Tout d’abord, l’aileron arrière de la Turbo est identique à celui de la GTi (il a existé des GTi sans aileron mais il y en a peu).
Ensuite, il faut noter l’élargissement considérable de la carrosserie, au niveau des ailes avant et arrières de la Turbo. Du moins sur notre marché. En effet, la version « atmo traction » a également existé avec les « ailes gonflées » aux USA (2.2 GT-S). Et inversement, la GT-Four japonaise disposait de la carrosserie fine des versions de base (au moins le premier millésime 1990).

Je dois aussi te faire remarquer que la photo de la GT-Four RC que tu as mis est un montage tiré d’un jeu vidéo (Forza 7 pour être précis), et oui les jeux vidéos sont vraiment réalistes de nos jours… mais cela ne trompe pas un oeil très averti !
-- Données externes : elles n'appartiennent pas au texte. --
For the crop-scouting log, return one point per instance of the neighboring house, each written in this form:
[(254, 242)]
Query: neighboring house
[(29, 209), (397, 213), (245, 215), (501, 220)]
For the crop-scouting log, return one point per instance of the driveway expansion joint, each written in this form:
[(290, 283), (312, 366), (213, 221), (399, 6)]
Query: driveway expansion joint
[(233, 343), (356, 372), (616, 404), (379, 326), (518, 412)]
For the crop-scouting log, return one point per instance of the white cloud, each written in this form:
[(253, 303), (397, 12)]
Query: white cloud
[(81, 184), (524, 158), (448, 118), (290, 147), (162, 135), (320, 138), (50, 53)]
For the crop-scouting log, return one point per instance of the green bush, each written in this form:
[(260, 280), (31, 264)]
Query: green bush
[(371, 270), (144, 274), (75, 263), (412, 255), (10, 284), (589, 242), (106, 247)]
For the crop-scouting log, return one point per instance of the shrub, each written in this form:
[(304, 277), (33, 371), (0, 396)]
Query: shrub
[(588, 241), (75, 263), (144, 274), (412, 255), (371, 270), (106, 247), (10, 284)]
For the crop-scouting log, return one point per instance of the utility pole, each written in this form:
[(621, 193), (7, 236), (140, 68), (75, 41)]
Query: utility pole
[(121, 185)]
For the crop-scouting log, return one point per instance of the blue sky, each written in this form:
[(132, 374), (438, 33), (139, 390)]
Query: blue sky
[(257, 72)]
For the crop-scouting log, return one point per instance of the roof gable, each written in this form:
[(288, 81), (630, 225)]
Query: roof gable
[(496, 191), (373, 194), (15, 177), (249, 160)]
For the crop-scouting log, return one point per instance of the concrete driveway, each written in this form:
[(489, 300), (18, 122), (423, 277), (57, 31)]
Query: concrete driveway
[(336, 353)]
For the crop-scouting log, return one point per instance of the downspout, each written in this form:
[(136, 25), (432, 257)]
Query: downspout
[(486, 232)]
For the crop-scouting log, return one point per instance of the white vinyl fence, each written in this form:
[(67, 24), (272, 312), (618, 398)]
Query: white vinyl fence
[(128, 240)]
Enfin, même si la Celica Turbo 4WD est une belle machine (et originale) elle n’est pas si performante. Elle est malheureusement très lourde, et son moteur (dans sa version 204 et 208 chevaux, contre respectivement 225 et 235 au Japon) ne permet pas à ce gros coupé d’avoir des accélérations fulgurantes, d’ailleurs la GTi-16 en est très proche (aussi bien sur les essais presse que dans la vraie vie, ainsi qu’au ressenti), et le chassis est perfectible. Mais elle a pour elle, une très grande fiabilité (sauf pour la pompe de direction assistée), un moteur au potentiel tout japonais, et une belle qualité de construction/finition rapporté à l’époque, sans parler de l’équipement pléthorique.

Bonne continuation !

ML

Le 19/05/2018 à 22:12

J’ai également oublié de préciser, les jantes en 15 pouces de la Turbo 4WD et celles de la Carlos Sainz sont identiques (partagées aussi avec la 2.2 GT-S américaine), il n’y a pas eu de jantes spécifiques (d’ailleurs, les GT-Four phase 1 japonaises avaient les mêmes 14 pouces (!) que les GTi).